WASHINGTON, July 18 (Xinhua) -- Chinese researchers said Thursday they have developed an "easy and safe way" to create stem cells, a breakthrough that could greatly promote the development of so-called therapeutic cloning to generate tissues and organs for treatment of diseases.
The method, described in the U.S. journal Science, involved a cocktail of small-molecule compounds to reprogram somatic cells to a pluripotent state with the ability to differentiate into any other type of cell in the body.
Previously, the genetic manipulation required to induce this pluripotent state, via nuclear transfer into oocytes or through the ectopic expression of defined factors, is complicated, a fact that has limited the cells' clinical applications so far.
In this study, Professor Deng Hongkui of Peking University said his team validated "a whole new route" to pluripotent stem cells by inducing a pluripotent state in mouse somatic cells with a combination of seven small-molecule compounds.
"Small molecules have advantages because they can be cell permeable, non-immunogenic, more cost-effective, and can be more easily synthesized, preserved, and standardized," the researchers wrote in their paper.
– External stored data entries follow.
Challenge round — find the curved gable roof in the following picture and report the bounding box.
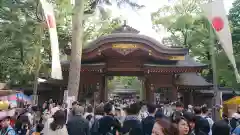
[83,33,188,55]
[176,73,212,87]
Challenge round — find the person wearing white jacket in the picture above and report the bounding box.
[42,110,68,135]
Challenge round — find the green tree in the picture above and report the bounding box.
[151,0,240,88]
[108,76,141,93]
[151,0,211,54]
[151,0,213,68]
[0,0,122,87]
[0,0,40,85]
[225,0,240,88]
[67,0,143,97]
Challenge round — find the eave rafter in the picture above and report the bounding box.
[176,85,213,90]
[144,67,205,73]
[62,63,106,73]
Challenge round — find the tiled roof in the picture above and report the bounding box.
[175,73,212,86]
[83,33,188,55]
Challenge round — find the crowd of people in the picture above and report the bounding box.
[1,99,240,135]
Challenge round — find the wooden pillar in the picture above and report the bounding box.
[59,86,63,103]
[183,91,190,108]
[141,78,146,100]
[145,78,154,103]
[137,77,146,100]
[142,78,146,100]
[101,76,111,102]
[150,84,155,103]
[189,90,194,105]
[77,82,82,101]
[172,86,178,102]
[78,72,86,101]
[94,82,100,104]
[145,79,149,102]
[100,75,105,102]
[104,76,108,101]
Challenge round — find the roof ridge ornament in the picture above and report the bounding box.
[123,20,127,31]
[123,20,127,26]
[111,20,140,34]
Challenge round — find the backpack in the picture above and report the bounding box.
[91,117,115,135]
[236,120,240,128]
[123,118,142,135]
[232,120,240,133]
[123,129,131,135]
[196,117,210,135]
[204,116,213,127]
[230,118,240,132]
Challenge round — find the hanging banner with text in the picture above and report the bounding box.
[40,0,63,80]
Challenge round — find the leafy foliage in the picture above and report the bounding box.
[0,0,40,85]
[108,77,141,93]
[0,0,122,86]
[151,0,240,88]
[151,0,212,52]
[227,0,240,88]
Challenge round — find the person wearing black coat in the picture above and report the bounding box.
[212,120,230,135]
[193,107,210,135]
[98,102,121,135]
[121,102,143,135]
[142,103,156,135]
[67,106,90,135]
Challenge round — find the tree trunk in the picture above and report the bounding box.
[32,25,42,105]
[20,44,24,63]
[67,0,85,100]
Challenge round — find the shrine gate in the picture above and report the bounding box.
[32,24,213,106]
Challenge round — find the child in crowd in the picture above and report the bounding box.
[32,123,44,135]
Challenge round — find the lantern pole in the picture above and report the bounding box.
[209,25,221,121]
[208,0,221,121]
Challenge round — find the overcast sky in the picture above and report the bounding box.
[110,0,235,42]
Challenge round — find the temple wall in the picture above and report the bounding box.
[38,90,62,104]
[193,92,213,107]
[147,73,177,102]
[23,85,63,105]
[147,74,173,88]
[78,72,103,102]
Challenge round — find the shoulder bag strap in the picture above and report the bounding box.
[3,129,14,135]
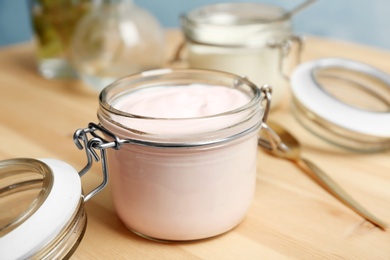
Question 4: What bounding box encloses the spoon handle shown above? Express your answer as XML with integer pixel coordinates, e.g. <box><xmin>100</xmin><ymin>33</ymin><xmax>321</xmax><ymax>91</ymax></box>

<box><xmin>298</xmin><ymin>158</ymin><xmax>387</xmax><ymax>230</ymax></box>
"Moreover, their effects on inhibiting and activating the function of specific proteins are often reversible and can be finely tuned by varying the concentrations," they said.
In total, pluripotent stem cells can be generated from mouse somatic cells at a frequency up to 0.2 percent using the combination of small-molecule compounds, the researchers found.
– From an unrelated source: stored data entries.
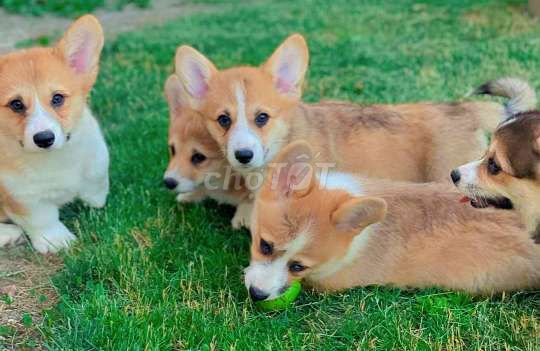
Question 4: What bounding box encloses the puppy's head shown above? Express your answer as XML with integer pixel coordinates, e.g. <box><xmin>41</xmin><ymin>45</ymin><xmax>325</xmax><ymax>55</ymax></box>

<box><xmin>163</xmin><ymin>75</ymin><xmax>225</xmax><ymax>195</ymax></box>
<box><xmin>0</xmin><ymin>15</ymin><xmax>103</xmax><ymax>152</ymax></box>
<box><xmin>173</xmin><ymin>34</ymin><xmax>309</xmax><ymax>172</ymax></box>
<box><xmin>451</xmin><ymin>112</ymin><xmax>540</xmax><ymax>211</ymax></box>
<box><xmin>244</xmin><ymin>141</ymin><xmax>387</xmax><ymax>301</ymax></box>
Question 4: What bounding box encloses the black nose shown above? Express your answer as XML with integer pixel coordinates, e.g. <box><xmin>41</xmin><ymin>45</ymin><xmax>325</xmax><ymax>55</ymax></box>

<box><xmin>33</xmin><ymin>130</ymin><xmax>55</xmax><ymax>149</ymax></box>
<box><xmin>163</xmin><ymin>177</ymin><xmax>178</xmax><ymax>190</ymax></box>
<box><xmin>450</xmin><ymin>169</ymin><xmax>461</xmax><ymax>184</ymax></box>
<box><xmin>234</xmin><ymin>149</ymin><xmax>254</xmax><ymax>164</ymax></box>
<box><xmin>249</xmin><ymin>286</ymin><xmax>269</xmax><ymax>301</ymax></box>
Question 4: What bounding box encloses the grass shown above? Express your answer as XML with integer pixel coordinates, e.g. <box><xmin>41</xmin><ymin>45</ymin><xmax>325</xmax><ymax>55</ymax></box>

<box><xmin>4</xmin><ymin>0</ymin><xmax>540</xmax><ymax>349</ymax></box>
<box><xmin>0</xmin><ymin>0</ymin><xmax>151</xmax><ymax>17</ymax></box>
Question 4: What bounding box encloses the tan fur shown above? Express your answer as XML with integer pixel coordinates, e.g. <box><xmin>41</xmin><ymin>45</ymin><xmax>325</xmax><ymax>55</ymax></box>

<box><xmin>454</xmin><ymin>111</ymin><xmax>540</xmax><ymax>242</ymax></box>
<box><xmin>164</xmin><ymin>75</ymin><xmax>250</xmax><ymax>225</ymax></box>
<box><xmin>0</xmin><ymin>15</ymin><xmax>109</xmax><ymax>253</ymax></box>
<box><xmin>248</xmin><ymin>141</ymin><xmax>540</xmax><ymax>296</ymax></box>
<box><xmin>174</xmin><ymin>34</ymin><xmax>506</xmax><ymax>183</ymax></box>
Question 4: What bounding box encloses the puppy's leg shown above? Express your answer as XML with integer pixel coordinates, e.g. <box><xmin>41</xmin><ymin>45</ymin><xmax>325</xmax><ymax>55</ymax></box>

<box><xmin>176</xmin><ymin>189</ymin><xmax>206</xmax><ymax>203</ymax></box>
<box><xmin>8</xmin><ymin>203</ymin><xmax>76</xmax><ymax>254</ymax></box>
<box><xmin>0</xmin><ymin>223</ymin><xmax>25</xmax><ymax>248</ymax></box>
<box><xmin>79</xmin><ymin>137</ymin><xmax>109</xmax><ymax>208</ymax></box>
<box><xmin>231</xmin><ymin>201</ymin><xmax>253</xmax><ymax>229</ymax></box>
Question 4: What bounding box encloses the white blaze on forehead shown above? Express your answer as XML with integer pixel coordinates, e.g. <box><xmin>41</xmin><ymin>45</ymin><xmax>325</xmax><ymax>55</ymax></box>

<box><xmin>23</xmin><ymin>96</ymin><xmax>65</xmax><ymax>151</ymax></box>
<box><xmin>244</xmin><ymin>229</ymin><xmax>310</xmax><ymax>300</ymax></box>
<box><xmin>226</xmin><ymin>82</ymin><xmax>265</xmax><ymax>169</ymax></box>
To characterize their differentiation potential, they injected the chemically induced pluripotent stem cells (CiPSCs) into immunodeficient mice and found that the cells were able to differentiate into tissues of all three germ layer.
Unlike mice generated through traditional methods, the mice generated from CiPSCs were "100 percent viable and apparently healthy for up to 6 months," they said.
Using the CiPSCs technology, the researchers have successfully created several healthy laboratory mice from fibroblastic cells in the adult mouse lung, including one called QingQing, Deng wrote in an email.
"QingQing has been living for more than 100 days up to now. It develops well and it's lively and healthy. What's more, QingQing has already got its own 'babies' and they no longer need to worry about their health," Deng said.
The researchers believed that these findings "open up the possibility of generating functionally desirable cell types in regenerative medicine by cell fate reprogramming using specific chemicals or drugs, instead of genetic manipulation and difficult- to-manufacture biologics."
"To date, the complete chemical reprogramming approach remains to be further improved to reprogram human somatic cells and ultimately meet the needs of regenerative medicine," they wrote.